Not sure. Install airconditioning in the barn, but have the door closed? :thumb:


----------



## keren (Oct 26, 2008)

lol she lives in a pen, not a barn. She has a three sided shelter.


----------



## PiccoloGoat (Sep 10, 2008)

umm

A ceiling fan :thumbup:


----------



## keren (Oct 26, 2008)

You know alyssa, thats not a bad idea. Actually we have industrial fans for the cattle at shows, you attach a hose to them and they blow cool mist.

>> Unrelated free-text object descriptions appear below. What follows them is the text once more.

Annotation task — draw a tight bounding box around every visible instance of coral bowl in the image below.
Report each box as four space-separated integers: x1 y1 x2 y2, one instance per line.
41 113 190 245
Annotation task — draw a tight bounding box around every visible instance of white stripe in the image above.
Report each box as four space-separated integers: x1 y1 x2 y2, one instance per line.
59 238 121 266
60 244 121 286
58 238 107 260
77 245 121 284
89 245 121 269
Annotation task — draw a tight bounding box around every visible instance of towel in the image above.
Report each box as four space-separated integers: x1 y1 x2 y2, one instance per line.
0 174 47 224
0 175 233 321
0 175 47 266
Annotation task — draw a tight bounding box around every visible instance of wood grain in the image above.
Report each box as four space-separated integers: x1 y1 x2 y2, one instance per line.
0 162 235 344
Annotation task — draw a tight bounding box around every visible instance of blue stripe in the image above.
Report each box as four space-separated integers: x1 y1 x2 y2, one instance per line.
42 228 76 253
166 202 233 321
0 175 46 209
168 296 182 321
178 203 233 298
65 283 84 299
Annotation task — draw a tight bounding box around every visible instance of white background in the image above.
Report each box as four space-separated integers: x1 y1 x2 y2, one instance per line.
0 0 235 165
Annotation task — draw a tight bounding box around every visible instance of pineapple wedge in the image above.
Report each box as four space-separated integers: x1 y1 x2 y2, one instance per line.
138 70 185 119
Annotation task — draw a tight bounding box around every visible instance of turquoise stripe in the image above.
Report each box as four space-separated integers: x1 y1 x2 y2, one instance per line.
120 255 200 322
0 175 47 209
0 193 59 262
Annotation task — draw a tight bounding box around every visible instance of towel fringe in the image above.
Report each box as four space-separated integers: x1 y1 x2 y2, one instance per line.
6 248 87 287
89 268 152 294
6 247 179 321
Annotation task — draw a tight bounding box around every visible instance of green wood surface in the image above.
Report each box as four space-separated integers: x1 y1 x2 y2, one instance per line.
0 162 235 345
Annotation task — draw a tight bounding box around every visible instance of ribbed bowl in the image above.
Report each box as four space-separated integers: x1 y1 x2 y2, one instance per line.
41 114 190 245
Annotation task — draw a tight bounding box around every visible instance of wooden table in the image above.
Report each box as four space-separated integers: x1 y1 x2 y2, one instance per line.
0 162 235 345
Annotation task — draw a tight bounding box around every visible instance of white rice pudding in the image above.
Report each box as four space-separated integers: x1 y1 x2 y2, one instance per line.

I just never thought of using them for the goats at home :doh:


----------



## PiccoloGoat (Sep 10, 2008)

lol.

At australia zoo, they have fans that spray super uber fine mist.
It is so fine that you dont get wet, it just cools you.
It was so cool :thumbup:


----------



## luvmygoats (Dec 1, 2007)

In the summer time here we like to freeze water or vitamins and electrolytes in old cool whip containers and then add the big "ice cube" to their water buckets. This always worked for our chickens and turkeys and since they free range we put the buckets in their favorite shade spots around the yard. (spoiled, i know)


----------



## StaceyRosado (Oct 5, 2007)

If it is really hot I will spray my goats down with a hose. I start with their legs so I dont shock them with the change in temp.


----------



## sweetgoats (Oct 18, 2007)

For me beings mine are Cashmere I can not spray them down like Stacey. I just provide shade and at shows I always bring lots of fans.


----------



## goathappy (Oct 5, 2007)

During the summer we open up everything in the barn, we roll the sides up on the barn and open up the doors(we have a big hoop building) and we also have a fan blowing through to circulate the air. We change the water twice a day and freshen it once or twice in between. Occasionally when the girls get to hot we'll take bandanas and wet them down and tie them on their necks, its just enough wet to get the cool and not make them sick.


----------



## KW Farms (Jun 21, 2008)

We shave a lot of our goats to keep them cool in the summer. We take a few tarps and put them up for extra shade and then spray the dust down at the beginning of the day. Also, to keep their water cooler.... you can take a small rubber tub, fill it up with water, and if your freezer is big enough you can freeze it. Then in the afternoon put it in there and it cools the water for awhile. Also, we like to keep our troughs out of the sun and in the shade.


----------



## keren (Oct 26, 2008)

all good ideas, thanks guys. 

I like the bandana idea :wink:


----------